Our initial inquiry focuses on whether bias should be presumed when a juror convicts one defendant and then is empaneled on the jury hearing the case of a second defendant charged with the same crime, or whether the defendant in the second trial must prove actual bias. The Supreme Court has determined that the remedy for allegations of juror bias is a hearing at which the defendant has the opportunity to prove actual bias. Smith v. Phillips, 455 U.S. 209, 215, 102 S.Ct. 940, 945, 71 L.Ed.2d 78 (1982). In Phillips, the Court refused to imply bias to a juror who applied for a job with the district attorney's office during the time he served on a criminal jury.
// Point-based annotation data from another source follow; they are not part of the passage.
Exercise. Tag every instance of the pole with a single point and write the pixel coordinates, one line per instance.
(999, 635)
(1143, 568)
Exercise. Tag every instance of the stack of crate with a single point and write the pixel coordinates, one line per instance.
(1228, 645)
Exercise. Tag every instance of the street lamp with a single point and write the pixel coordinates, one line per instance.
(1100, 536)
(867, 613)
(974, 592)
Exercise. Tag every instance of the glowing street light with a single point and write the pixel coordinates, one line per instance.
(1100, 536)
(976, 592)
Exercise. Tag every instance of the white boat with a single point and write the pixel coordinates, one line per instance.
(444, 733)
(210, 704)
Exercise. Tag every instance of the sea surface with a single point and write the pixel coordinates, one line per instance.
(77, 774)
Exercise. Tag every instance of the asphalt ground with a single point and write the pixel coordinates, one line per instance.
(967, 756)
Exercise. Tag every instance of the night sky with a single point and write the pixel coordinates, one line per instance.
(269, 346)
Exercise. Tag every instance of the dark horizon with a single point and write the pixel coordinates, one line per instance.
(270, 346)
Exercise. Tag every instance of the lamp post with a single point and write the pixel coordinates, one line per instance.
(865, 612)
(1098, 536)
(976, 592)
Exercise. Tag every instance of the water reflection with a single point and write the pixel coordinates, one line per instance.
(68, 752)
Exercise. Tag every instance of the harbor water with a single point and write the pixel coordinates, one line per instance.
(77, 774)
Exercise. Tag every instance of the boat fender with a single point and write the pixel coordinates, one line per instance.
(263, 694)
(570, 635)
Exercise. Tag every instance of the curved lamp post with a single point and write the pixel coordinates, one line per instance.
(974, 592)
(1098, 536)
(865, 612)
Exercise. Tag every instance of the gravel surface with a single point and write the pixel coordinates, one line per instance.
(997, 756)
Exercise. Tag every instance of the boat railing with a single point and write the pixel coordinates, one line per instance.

Due process means a jury capable and willing to decide the case solely on the evidence before it, and a trial judge ever watchful to prevent prejudicial occurrences and to determine the effect of such occurrences when they happen. Such determinations may properly be made at a hearing like that ordered in Remmer 6 and held in this case.

Id. at 217, 102 S.Ct. at 946 (footnote added).

This court held in an early case that the mere presence of recycled jurors does not require reversal in every instance. In Lett v. United States, 15 F.2d 690 (8th Cir.1926), a jury convicted Zola Lett of possession and sale of morphine. Later that afternoon, members of Zola's jury were included in the venire called for the trial of her husband on similar charges. Lett's attorney sought additional preemptory strikes 7 to remove eight jurors who had sat on Zola Lett's trial. The request was denied and Lett was convicted. The Eighth Circuit reversed the conviction, finding that the "presumption of prejudice is too great to be ignored." Id. at 691. Nevertheless, the court failed to articulate a per se rule implying bias to recycled jurors. "[W]e do not think the course of justice in all cases should be delayed because of the unavoidable presence in court of jurors during the trial of cases thus related, unless the prejudice claimed is sufficiently apparent." Id.